E se, no seu conjunto, os países da UE não têm esta perspectiva mais global, também não conseguem coordenar-se para pelo menos receber com dignidade aqueles que chegam e esperam pela decisão dos pedidos de asilo. Os países que são as principais portas de entrada, Grécia, Itália, Espanha, Malta e Chipre, e que mantém nos seus territórios dezenas de milhares de pessoas, voltaram a pedir a semana passada solidariedade dos seus parceiros na partilha do esforço.

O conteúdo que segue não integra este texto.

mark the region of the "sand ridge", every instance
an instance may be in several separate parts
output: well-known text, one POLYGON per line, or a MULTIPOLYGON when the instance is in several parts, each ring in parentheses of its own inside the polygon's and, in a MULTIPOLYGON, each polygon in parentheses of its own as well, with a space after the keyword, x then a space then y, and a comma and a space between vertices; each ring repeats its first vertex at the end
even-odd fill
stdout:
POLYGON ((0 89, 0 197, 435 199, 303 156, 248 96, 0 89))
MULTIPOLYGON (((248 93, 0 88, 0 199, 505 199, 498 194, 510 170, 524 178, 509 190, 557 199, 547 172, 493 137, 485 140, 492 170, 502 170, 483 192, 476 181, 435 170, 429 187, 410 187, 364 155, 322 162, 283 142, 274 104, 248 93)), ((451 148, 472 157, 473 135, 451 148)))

“No seu formato actual, o pacto não dá garantias suficientes aos Estados-membros da linha da frente”, afirmaram os ministros do Interior e das Migrações destes países do Sul numa declaração conjunta depois de uma reunião em Atenas.

As condições dos campos

A permanência de milhares de pessoas em campos de refugiados sem condições é um ponto onde Paulo Rangel considera que “a UE falha, e muito”. “Isso é que me parece terrível – são as condições em que essas pessoas estão”, diz. “Só visitando é que se compreende, porque realmente uma pessoa sai dali a pensar que há qualquer coisa que está muito mal.”

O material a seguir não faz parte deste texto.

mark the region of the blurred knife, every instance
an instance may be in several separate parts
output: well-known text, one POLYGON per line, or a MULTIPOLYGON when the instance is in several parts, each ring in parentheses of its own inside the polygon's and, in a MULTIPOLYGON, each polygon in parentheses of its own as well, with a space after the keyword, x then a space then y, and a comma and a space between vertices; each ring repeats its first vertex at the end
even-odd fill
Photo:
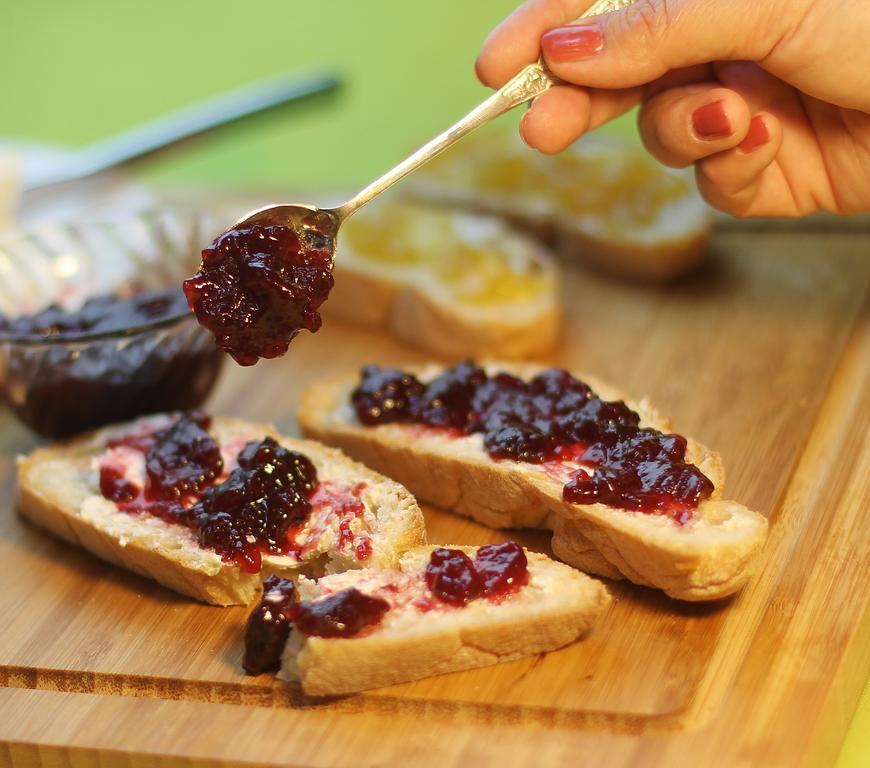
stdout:
POLYGON ((331 74, 279 77, 184 107, 81 149, 52 152, 41 162, 30 162, 25 156, 23 189, 27 192, 93 176, 219 126, 333 91, 340 84, 331 74))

“Aí é que eu acho que nós tínhamos de investir muito”, defende o eurodeputado, notando que o novo “mecanismo de solidariedade” também podia ser usado desta forma. “É outra coisa em que esses Estados, que não querem acolher, poderiam investir – em sítios onde as pessoas pudessem ficar em dignidade enquanto esperam por saber o que lhes vai acontecer, mesmo as pessoas que têm de retornar”, afirma.

Lembrando a sua última visita à ilha grega de Lesbos, onde fica Moria, o pior campo de refugiados da Europa, depois do incêndio de Setembro que o reduziu a cinzas, Marisa Matias lembra que “há muitas pessoas a quem o retorno é colocado como a única solução, antes sequer de que o seu pedido de asilo seja analisado”. E pensando nos sírios, que não podem regressar a casa, defende que o principal investimento da União no seu futuro deveria passar precisamente por acolher e integrar esta população.